Electrical energy stored by charged concentric spherical shells

[phantomvommand]

I thought up of this problem myself, so I do not have solutions. I would appreciate if you could correct my approach to solving this problem.

Firstly, the charge induced on the inner surface of shell B is -q, and so the charge on the outer surface of shell B is Q+q.

The energy stored can be calculated as the potential energy stored by a shell capacitor of charge q, as given by (q^2/8pi e0)(1/a - 1/b). Then, we have to add the potential energy stored in the E-field outside the 2 shells, which is (1/4pi e0) (Q+q)/b.

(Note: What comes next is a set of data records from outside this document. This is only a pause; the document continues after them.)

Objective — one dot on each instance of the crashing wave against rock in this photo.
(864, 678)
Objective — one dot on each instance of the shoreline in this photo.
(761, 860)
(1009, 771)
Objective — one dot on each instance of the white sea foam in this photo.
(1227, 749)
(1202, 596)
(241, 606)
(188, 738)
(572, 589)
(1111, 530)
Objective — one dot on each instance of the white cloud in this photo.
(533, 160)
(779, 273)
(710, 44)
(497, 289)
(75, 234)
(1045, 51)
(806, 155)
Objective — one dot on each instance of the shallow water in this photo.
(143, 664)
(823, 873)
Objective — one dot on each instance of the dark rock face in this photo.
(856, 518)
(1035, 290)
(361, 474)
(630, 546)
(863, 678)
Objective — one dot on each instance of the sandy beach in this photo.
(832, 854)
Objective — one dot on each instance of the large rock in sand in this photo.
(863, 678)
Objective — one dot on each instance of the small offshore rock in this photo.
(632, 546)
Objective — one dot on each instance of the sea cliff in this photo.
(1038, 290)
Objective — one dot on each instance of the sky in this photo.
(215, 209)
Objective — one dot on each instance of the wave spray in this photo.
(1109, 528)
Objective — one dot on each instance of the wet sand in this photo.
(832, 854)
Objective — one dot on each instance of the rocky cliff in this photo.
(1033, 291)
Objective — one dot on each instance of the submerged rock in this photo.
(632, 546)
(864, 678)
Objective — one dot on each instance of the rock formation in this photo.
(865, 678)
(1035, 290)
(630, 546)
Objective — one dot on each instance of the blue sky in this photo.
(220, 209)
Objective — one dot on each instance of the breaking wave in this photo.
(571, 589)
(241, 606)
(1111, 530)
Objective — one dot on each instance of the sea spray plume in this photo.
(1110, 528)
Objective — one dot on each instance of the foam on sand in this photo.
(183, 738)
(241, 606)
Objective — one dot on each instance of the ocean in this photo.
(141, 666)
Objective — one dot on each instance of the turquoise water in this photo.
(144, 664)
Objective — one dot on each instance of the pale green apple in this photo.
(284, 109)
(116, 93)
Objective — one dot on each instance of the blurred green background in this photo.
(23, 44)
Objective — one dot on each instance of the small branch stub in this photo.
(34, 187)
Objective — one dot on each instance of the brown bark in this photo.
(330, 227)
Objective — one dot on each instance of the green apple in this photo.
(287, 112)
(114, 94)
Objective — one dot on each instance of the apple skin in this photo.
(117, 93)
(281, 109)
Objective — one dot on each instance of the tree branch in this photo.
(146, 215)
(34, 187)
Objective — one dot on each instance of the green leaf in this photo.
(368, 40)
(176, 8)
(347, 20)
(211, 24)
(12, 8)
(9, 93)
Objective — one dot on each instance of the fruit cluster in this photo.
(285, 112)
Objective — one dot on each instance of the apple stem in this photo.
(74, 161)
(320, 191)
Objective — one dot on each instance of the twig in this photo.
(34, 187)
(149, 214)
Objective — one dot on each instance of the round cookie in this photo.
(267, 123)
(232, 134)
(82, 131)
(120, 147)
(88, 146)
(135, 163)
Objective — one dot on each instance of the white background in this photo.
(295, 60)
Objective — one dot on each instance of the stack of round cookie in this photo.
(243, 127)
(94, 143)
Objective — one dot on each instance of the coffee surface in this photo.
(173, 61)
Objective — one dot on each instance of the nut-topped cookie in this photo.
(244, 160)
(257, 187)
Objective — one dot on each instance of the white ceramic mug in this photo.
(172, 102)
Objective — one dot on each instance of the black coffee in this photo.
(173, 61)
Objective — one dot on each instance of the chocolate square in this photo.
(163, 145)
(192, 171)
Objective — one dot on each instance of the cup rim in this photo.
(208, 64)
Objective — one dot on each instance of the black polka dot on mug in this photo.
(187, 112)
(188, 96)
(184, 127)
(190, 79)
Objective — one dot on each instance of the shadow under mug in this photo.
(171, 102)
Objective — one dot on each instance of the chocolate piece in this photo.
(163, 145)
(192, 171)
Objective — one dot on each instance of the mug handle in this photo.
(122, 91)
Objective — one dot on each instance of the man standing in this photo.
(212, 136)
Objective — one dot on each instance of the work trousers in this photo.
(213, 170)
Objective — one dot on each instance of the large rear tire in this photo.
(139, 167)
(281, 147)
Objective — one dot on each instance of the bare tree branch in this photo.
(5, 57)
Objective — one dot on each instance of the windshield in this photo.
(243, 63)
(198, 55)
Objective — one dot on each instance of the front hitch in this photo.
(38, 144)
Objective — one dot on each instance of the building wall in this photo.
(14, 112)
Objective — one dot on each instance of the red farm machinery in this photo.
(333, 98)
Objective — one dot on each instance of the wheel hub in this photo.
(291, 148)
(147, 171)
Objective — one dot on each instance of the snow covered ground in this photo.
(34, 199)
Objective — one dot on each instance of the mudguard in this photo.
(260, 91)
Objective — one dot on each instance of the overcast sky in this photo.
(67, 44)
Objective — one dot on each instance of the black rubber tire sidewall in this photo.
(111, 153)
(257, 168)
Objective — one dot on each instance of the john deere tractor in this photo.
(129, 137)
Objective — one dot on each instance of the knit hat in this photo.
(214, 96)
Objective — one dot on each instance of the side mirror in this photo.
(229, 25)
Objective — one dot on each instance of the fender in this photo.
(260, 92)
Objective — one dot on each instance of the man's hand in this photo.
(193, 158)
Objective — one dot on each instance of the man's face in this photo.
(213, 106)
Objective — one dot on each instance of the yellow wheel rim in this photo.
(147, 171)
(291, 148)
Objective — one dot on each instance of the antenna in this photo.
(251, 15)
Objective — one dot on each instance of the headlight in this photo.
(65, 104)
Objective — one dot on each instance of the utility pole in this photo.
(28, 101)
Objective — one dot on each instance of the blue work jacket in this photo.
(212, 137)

Does my approach look right?

 

[etotheipi]

I think the method is okay, but I wonder if the potential energy outside the second sphere should instead be $$U = \frac{(Q+q)^2}{8 \pi \varepsilon_0 b}$$

 

[phantomvommand]

I think the method is okay, but I wonder if the potential energy outside the second sphere should instead be $$U = \frac{(Q+q)^2}{8 \pi \varepsilon_0 b}$$

You are right. I forgot that the shell theorem does not apply to energy and potential.

 

[etotheipi]

Potential energy no, but it does apply to potential! To get the above you just need to write the energy of a second spherical capacitor from radius $b$ to radius infinity (exactly the same way as you calculated the first contribution to the energy, between the shells). But if you're interested, you can also find the energy another way!

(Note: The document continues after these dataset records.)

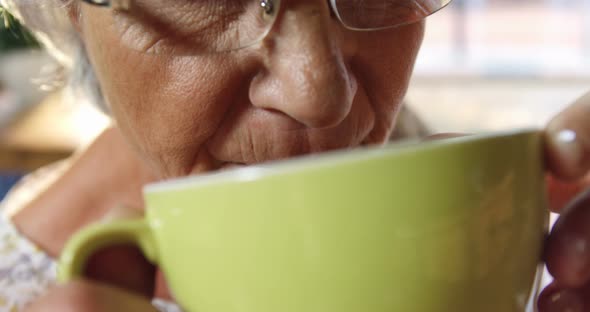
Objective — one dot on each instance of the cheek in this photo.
(166, 107)
(384, 65)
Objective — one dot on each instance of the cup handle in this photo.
(95, 237)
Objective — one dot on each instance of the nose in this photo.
(305, 74)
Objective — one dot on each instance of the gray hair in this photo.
(49, 20)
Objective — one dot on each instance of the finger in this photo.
(568, 141)
(86, 296)
(123, 266)
(567, 250)
(560, 192)
(555, 298)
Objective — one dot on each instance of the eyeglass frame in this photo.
(268, 6)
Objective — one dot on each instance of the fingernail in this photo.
(562, 301)
(570, 151)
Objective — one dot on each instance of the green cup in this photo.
(454, 226)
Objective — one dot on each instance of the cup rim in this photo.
(331, 158)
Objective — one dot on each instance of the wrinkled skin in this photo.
(310, 86)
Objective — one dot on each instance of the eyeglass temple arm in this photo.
(115, 4)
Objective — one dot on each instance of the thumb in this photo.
(123, 266)
(83, 295)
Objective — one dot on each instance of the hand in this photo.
(567, 249)
(86, 296)
(123, 266)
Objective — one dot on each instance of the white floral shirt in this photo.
(26, 271)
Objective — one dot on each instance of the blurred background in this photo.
(498, 64)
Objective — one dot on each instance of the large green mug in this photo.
(454, 225)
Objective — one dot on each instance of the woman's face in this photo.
(310, 86)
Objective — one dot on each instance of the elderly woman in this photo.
(197, 86)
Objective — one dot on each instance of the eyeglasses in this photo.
(180, 27)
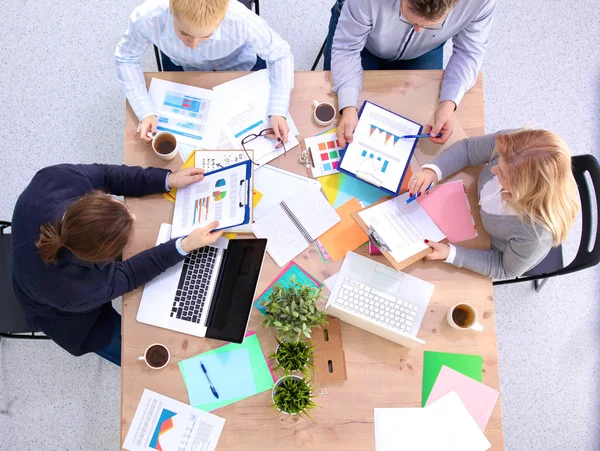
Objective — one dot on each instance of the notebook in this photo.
(295, 223)
(448, 206)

Take, for example, just the region outside the outer shell. From Gauss you see that the electric potential for $r \in [b, \infty)$ is just $\phi(r) = \frac{k(Q+q)}{r}$, i.e. the same as for a point charge $Q + q$ at the origin, due to the spherical symmetry. The associated electric field is $\mathbf{E} = \frac{k(Q+q)}{r^2} \mathbf{e}_r$. And the norm-squared of that vector is $|\mathbf{E}|^2 = \frac{k^2(Q+q)^2}{r^4}$

So denote by $\Omega \subseteq \mathbb{R}^3$ the set of points with radii $r \in [b, \infty)$, then given the volume element $dV = r^2 dr do$ in spherical coordinates you have$$
\begin{align*}

U_2 &= \frac{\varepsilon_0}{2} \int_{\Omega} |\mathbf{E}|^2 dV \\ \\

&= \frac{\varepsilon_0 k^2 (Q+q)^2}{2} \int_{0}^{4\pi} \int_{b}^{\infty} r^{-2} dr do = \frac{\varepsilon_0 k^2 (Q+q)^2}{2} \frac{4\pi}{b} = \frac{(Q+q)^2}{8\pi \varepsilon_0 b}

\end{align*}
$$Of course, you could also do the same integral in the region between the two shells, which would give you the electric energy $U_1$. And the sum $U_1 + U_2$ gives you what you're after.